Published: 2016-12-18

Lower urinary tract symptoms suggestive of benign prostatic hyperplasia among Ghanaian men: a hospital-based cross-sectional prospective study

Aboah Kenneth, Agyemang-Yeboah Francis, Gyase-Sarpong Kofi Christian, Laing Edwin Ferguson, Acheampong Emmanuel, Twumasi Frimpong Benjamin, Amoah George, Batu Nsenbah Emmanuella, Adutwumwaah Asamoah Portia


Background: Lower urinary tract symptoms (LUTS) of benign prostatic hyperplasia (BPH) are common in the elderly. This study sought to determine the prevalence of LUTS among patients visiting the urology clinic at Komfo Anokye Teaching Hospital, Kumasi, Ghana and to explore its presentation patterns.

Methods: Simple randomized sampling technique was used to recruit 225 subjects with a mean age of 67.96±14.57 (range=40-100years) in a prospective cross-sectional study. LUTS related characteristics and international prostate symptom score (IPSS) questionnaire were employed to obtain relevant data.

Results: The average IPSS of the studied participants was 17.52±7.83. Based on the IPSS, the prevalence of LUTS suggestive of BPH was 88.89%. Bladder storage symptoms were also recorded at 88.59% whilst prostate enlargement based on digital rectal examination (DRE) was 60.4% among the studied subjects.  PSA levels ≥4.0ng/ml gave a prevalence of 81.5%. The prevalence of prostate enlargement defined as PSA ≥1.5ng/ml was 85.23% among the studied subjects whilst 63.11% of the subjects examined had troublesome LUTS. Urgency was the most predominantly reported LUTS (93.3%) among the subjects studied.

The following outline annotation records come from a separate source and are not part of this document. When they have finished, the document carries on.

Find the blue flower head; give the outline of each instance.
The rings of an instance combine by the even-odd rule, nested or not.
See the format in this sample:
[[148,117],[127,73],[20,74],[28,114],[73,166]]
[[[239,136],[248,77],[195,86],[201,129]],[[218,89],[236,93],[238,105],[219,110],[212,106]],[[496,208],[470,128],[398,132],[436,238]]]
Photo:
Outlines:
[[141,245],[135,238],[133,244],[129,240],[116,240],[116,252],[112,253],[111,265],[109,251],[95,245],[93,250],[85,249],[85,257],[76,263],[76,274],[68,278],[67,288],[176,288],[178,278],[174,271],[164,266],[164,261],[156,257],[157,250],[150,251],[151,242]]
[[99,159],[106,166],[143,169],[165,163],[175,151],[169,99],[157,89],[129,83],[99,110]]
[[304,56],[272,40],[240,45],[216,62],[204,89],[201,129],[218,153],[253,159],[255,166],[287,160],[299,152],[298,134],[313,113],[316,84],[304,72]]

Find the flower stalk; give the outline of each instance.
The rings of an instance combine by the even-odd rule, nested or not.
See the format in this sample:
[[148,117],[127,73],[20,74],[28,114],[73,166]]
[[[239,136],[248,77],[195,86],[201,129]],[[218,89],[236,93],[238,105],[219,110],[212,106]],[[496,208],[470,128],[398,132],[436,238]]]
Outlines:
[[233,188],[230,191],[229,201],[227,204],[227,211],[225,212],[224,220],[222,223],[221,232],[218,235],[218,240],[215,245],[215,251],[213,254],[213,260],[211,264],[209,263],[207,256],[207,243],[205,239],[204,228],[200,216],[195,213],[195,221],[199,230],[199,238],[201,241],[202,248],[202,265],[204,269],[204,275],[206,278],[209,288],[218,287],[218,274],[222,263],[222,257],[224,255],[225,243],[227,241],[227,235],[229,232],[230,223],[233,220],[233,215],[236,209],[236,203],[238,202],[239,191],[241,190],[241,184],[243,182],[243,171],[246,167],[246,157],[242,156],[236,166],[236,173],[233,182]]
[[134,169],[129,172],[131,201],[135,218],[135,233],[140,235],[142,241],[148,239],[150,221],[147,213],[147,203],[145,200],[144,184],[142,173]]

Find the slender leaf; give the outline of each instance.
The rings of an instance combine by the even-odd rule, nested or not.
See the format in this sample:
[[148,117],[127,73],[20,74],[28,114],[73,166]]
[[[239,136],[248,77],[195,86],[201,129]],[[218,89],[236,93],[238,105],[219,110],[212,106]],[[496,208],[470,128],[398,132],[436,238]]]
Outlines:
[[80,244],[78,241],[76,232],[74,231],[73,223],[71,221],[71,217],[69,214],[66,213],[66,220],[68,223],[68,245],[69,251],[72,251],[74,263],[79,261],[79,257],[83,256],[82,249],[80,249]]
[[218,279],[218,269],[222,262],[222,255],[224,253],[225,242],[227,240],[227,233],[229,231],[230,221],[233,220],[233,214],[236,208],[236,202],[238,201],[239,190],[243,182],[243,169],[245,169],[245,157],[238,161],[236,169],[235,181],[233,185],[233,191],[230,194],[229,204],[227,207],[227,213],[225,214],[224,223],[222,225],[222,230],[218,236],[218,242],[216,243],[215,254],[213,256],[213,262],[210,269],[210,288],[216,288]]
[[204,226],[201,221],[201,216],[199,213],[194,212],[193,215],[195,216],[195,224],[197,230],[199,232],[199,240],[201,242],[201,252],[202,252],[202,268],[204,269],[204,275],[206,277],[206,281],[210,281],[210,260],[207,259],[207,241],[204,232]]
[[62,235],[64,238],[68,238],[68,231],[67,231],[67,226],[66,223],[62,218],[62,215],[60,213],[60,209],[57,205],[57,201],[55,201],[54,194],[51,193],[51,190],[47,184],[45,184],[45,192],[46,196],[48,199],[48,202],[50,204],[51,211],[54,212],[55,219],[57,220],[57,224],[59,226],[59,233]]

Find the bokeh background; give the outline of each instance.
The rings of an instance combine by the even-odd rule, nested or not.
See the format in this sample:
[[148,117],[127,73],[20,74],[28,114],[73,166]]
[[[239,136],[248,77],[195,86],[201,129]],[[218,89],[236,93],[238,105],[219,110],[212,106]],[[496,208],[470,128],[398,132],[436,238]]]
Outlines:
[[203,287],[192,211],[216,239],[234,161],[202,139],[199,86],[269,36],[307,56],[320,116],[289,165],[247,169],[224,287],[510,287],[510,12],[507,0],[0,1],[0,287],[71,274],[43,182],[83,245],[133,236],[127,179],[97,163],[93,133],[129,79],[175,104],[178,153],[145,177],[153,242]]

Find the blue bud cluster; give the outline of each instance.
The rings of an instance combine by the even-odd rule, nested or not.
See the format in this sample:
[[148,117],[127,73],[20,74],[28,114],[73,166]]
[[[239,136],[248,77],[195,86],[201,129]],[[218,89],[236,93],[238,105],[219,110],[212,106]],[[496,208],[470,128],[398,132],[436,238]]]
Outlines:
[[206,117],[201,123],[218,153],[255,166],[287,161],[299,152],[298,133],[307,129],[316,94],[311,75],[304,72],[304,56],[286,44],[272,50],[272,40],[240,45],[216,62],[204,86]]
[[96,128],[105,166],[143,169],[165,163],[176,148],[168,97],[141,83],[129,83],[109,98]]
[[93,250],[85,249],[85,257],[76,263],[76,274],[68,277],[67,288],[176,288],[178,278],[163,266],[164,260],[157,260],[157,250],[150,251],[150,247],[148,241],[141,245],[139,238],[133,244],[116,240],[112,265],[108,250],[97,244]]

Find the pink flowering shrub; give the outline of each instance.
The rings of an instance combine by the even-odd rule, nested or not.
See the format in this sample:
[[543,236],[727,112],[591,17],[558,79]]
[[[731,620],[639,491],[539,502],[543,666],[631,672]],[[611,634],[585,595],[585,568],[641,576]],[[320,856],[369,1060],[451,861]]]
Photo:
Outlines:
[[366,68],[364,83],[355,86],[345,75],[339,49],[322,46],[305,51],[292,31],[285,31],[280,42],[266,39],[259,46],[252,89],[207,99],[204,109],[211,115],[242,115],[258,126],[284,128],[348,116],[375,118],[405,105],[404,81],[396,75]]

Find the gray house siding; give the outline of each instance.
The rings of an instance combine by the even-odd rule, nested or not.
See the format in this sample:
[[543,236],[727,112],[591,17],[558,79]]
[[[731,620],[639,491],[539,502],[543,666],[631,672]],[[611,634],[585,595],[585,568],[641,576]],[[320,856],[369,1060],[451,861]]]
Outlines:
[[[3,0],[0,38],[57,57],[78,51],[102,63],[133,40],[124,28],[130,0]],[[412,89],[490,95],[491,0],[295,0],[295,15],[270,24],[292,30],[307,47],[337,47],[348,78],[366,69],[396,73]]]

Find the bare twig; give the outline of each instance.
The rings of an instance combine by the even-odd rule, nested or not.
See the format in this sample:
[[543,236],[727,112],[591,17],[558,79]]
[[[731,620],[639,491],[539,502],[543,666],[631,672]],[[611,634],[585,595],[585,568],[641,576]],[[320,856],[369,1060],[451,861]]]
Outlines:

Conclusions: This study has clearly shown that, the most prevalent urinary tract symptoms (LUTS) associated with benign prostatic hyperplasia were bladder storage symptoms and urgency. These symptoms when present clinically therefore, suggest benign prostatic hyperplasia and that the prevalence estimates of LUTS in older men are relatively higher at diagnosis.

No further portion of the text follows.